In December, however, Vista was outbid by SS&C Technologies and declined to increase its offer.
And there lies Tibco’s chief vulnerability, according to Farmer.
While some vendors such as MicroStrategy and SAS are independent and can operate as they wish, Tibco — like Tableau and Qlik until its impending IPO — has a parent company that has final say over what the vendor can and cannot do.
“It makes a lot of sense for Tibco to [acquire an RPA vendor], but it was telling that the deal didn’t come off,” Farmer said. “It suggests that the investors don’t have bottomless pockets and that there’s a limit to what they’re willing to do to see Tibco succeed. That’s why they’re not masters of their own future.”
If Tibco was in control, Farmer speculated it would have pushed harder and perhaps continued to bid against SS&C Technologies, which ultimately reached an agreement to acquire Blue Prism for $1.65 billion.
Despite losing out on Blue Prism, however, Tibco still plans to add more process automation capabilities, according to Palmer.
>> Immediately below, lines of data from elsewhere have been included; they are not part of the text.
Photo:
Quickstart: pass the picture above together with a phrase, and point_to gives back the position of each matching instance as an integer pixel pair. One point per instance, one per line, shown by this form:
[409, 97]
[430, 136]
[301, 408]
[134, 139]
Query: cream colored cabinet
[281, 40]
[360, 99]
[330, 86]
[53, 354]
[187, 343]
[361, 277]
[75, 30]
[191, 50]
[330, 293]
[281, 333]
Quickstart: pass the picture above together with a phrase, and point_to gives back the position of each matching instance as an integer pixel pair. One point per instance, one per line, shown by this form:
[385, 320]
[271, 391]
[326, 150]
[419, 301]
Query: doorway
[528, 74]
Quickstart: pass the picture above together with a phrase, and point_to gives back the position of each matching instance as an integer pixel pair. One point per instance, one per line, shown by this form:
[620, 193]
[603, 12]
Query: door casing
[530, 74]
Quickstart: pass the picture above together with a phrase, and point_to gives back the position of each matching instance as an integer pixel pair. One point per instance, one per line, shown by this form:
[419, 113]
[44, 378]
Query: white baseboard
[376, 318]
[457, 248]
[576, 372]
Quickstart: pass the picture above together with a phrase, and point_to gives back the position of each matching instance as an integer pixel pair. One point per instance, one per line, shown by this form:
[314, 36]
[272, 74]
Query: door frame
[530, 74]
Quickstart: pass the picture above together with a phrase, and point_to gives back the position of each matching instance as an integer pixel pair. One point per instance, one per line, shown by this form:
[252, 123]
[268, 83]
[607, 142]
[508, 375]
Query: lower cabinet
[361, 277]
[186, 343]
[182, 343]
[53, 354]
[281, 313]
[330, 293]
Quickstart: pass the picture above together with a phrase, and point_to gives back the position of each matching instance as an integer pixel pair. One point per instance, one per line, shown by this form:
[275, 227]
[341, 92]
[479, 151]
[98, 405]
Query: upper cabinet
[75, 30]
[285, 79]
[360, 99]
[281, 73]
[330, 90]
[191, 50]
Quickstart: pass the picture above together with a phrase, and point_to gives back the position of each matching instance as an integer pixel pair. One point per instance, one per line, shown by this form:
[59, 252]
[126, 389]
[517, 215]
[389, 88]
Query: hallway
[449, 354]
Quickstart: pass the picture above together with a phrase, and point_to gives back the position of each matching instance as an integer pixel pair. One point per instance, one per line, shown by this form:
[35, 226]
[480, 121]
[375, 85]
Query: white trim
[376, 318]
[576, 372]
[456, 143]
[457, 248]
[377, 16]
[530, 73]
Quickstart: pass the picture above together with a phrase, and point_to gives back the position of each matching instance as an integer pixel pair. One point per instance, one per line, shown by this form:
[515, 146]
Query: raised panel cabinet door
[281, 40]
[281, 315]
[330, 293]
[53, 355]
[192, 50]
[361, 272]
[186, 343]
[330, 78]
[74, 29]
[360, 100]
That could be by acquiring a different vendor or expanding action-oriented capabilities already within the Tibco analytics platform.
“That is still interesting to us from an acquisition perspective,” he said. “It is also why the strategy of adding actions is super exciting. The future of analytics is not just looking at a dashboard, but doing something about it. Companies are getting more data-aware, and then the action part comes from human decision-making. Whatever we can do to make that easier is part of our strategy.”